Edit.. Easily see. About 200 metres off the end of the bridge is a 'No-Stopping' sign. Just uphill a little from that you can see the bank and the bunker is set into the side of it facing downhill.
Post by Dave Homewood on Oct 1, 2012 17:43:41 GMT 12
That is interesting to hear that Bankside had machine-gun bunkers. The AR9 tank facility in Cambridge only had two permanent staff as far as I have been able to establish, who were actually RNZAF Station hamilton staff and were rostered into and out of Cambridge on short stints so the two men were ever changing. They lived in a small hut at Lake Te Koutu (the tank was above the lake's bank in the railway yards). I believe it was all fenced off to keep locals out and generally locals actually had no idea what was even there, despite it being in the centre of a busy town. Hence the reason so many runours over the years have developed around what was there when people have seen the tunnel left in the bank side. One night one of the airman sloped off into town to the pictures when meant to be on duty, and the other fell asleep in the hut and his cigarette set the bed on fire, then the hut, and he was killed. it was reading about that incident in Errol Martyn's 'For Your Tomorrow' book which was the catalyst for me to learn more about RNZAF connections with Cambridge, and that developed into my website, which sporned this very forum. So in a way his sad and unnecessary death was not in vain I guess.

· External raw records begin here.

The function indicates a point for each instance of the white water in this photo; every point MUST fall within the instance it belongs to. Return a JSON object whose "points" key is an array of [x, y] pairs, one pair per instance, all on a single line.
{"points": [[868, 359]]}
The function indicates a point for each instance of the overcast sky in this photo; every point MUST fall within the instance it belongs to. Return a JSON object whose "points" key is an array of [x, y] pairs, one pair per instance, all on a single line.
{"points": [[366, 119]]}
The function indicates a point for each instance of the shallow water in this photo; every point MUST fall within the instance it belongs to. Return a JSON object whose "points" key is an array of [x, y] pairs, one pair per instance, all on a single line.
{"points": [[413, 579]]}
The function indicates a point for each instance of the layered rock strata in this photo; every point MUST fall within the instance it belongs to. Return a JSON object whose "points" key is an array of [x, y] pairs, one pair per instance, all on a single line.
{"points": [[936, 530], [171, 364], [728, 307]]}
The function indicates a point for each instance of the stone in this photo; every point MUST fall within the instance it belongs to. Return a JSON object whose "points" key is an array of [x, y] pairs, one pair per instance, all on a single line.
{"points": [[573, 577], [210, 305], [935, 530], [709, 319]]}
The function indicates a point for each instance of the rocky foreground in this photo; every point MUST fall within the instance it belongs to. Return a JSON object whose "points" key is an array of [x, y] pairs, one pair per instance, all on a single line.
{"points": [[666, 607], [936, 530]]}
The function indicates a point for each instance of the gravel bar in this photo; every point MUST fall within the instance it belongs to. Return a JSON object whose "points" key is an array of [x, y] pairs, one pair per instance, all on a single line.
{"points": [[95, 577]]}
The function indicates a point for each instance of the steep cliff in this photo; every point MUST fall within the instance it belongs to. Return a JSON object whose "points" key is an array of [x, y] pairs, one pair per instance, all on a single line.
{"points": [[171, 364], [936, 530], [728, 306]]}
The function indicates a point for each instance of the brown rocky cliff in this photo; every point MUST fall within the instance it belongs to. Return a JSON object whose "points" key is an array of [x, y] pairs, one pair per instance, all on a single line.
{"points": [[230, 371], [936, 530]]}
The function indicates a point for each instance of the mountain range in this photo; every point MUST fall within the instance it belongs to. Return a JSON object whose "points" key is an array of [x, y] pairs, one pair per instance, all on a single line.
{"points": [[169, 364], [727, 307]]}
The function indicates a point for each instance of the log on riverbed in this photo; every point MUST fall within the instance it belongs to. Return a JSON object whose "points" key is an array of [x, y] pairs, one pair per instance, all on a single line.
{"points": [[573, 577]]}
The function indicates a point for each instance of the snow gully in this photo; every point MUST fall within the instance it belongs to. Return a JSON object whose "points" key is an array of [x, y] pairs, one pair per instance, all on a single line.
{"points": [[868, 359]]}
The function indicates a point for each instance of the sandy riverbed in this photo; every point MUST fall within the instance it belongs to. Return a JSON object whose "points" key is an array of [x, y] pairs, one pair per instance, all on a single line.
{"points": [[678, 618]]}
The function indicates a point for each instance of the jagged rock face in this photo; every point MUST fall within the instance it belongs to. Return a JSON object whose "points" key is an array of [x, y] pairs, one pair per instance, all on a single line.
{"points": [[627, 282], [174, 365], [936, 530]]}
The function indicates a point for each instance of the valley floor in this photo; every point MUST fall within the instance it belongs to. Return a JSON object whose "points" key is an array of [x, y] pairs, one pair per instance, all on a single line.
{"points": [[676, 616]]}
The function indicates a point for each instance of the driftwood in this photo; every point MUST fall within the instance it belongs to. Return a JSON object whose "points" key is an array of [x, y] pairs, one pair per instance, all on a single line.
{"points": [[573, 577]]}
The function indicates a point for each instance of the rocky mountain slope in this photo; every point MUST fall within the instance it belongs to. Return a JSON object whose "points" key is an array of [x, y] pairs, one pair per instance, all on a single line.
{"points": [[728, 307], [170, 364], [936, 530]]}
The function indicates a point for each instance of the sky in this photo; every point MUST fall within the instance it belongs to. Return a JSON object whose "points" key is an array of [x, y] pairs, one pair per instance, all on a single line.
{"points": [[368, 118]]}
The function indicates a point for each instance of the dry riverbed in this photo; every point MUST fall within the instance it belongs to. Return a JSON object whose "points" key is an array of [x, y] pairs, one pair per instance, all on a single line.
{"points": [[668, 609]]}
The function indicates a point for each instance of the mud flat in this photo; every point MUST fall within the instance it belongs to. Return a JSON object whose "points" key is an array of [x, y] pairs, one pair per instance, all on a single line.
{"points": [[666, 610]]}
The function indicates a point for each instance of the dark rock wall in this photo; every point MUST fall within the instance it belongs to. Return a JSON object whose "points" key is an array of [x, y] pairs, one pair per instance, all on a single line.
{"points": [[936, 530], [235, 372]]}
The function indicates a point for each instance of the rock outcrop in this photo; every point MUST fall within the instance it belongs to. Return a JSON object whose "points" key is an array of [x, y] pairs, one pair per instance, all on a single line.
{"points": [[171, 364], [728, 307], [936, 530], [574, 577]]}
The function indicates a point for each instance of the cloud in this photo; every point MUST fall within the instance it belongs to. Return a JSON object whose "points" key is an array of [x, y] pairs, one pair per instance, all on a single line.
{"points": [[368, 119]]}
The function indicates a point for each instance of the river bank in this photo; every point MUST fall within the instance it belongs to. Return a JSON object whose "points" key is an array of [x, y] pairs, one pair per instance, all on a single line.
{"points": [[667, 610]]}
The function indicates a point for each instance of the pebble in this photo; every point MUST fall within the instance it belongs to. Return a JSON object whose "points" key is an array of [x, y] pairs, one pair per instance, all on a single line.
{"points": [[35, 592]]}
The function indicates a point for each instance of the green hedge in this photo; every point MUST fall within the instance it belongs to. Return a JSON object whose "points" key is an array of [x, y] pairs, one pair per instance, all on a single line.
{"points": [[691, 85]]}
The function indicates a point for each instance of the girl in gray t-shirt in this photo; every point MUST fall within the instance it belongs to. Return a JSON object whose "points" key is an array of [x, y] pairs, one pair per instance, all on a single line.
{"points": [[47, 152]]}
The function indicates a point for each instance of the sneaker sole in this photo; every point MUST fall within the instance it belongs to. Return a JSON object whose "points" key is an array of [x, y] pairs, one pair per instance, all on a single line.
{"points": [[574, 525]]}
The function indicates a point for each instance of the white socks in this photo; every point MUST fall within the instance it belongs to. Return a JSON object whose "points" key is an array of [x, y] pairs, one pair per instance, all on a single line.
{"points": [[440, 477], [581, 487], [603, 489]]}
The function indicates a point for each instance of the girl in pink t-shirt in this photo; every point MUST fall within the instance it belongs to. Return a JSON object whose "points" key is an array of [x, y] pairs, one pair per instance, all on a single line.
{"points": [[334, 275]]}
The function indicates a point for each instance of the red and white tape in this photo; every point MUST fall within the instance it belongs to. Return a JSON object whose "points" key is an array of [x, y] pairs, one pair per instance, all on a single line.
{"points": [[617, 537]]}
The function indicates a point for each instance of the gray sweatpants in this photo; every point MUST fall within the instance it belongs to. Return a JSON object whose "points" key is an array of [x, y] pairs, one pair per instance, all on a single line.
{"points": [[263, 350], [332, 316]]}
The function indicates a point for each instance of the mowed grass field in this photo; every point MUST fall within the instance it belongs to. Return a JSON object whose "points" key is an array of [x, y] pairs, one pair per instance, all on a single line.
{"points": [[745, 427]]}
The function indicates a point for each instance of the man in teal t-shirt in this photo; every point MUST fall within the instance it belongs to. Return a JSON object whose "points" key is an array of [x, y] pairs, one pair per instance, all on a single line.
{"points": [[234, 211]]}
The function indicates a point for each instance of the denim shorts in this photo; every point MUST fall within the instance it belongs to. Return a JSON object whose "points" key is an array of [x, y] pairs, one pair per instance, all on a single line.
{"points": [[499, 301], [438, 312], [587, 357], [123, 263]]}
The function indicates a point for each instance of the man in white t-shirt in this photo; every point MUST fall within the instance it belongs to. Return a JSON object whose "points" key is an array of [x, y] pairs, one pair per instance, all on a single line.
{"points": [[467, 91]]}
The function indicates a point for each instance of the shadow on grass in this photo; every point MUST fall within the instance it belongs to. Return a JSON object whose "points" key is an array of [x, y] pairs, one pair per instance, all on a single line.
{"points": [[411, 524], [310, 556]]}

Post by geraldpetrie on Dec 7, 2017 5:26:51 GMT 12
This photo is dated 20 October 1942. The rail siding begins to the left of the railway station and crosses the main highway into the plantation, thereafter it disappears, completely concealed from the sky. As the siding opened twelve days before this photo was taken, I speculate the photo was commissioned by the military just to see what was visible.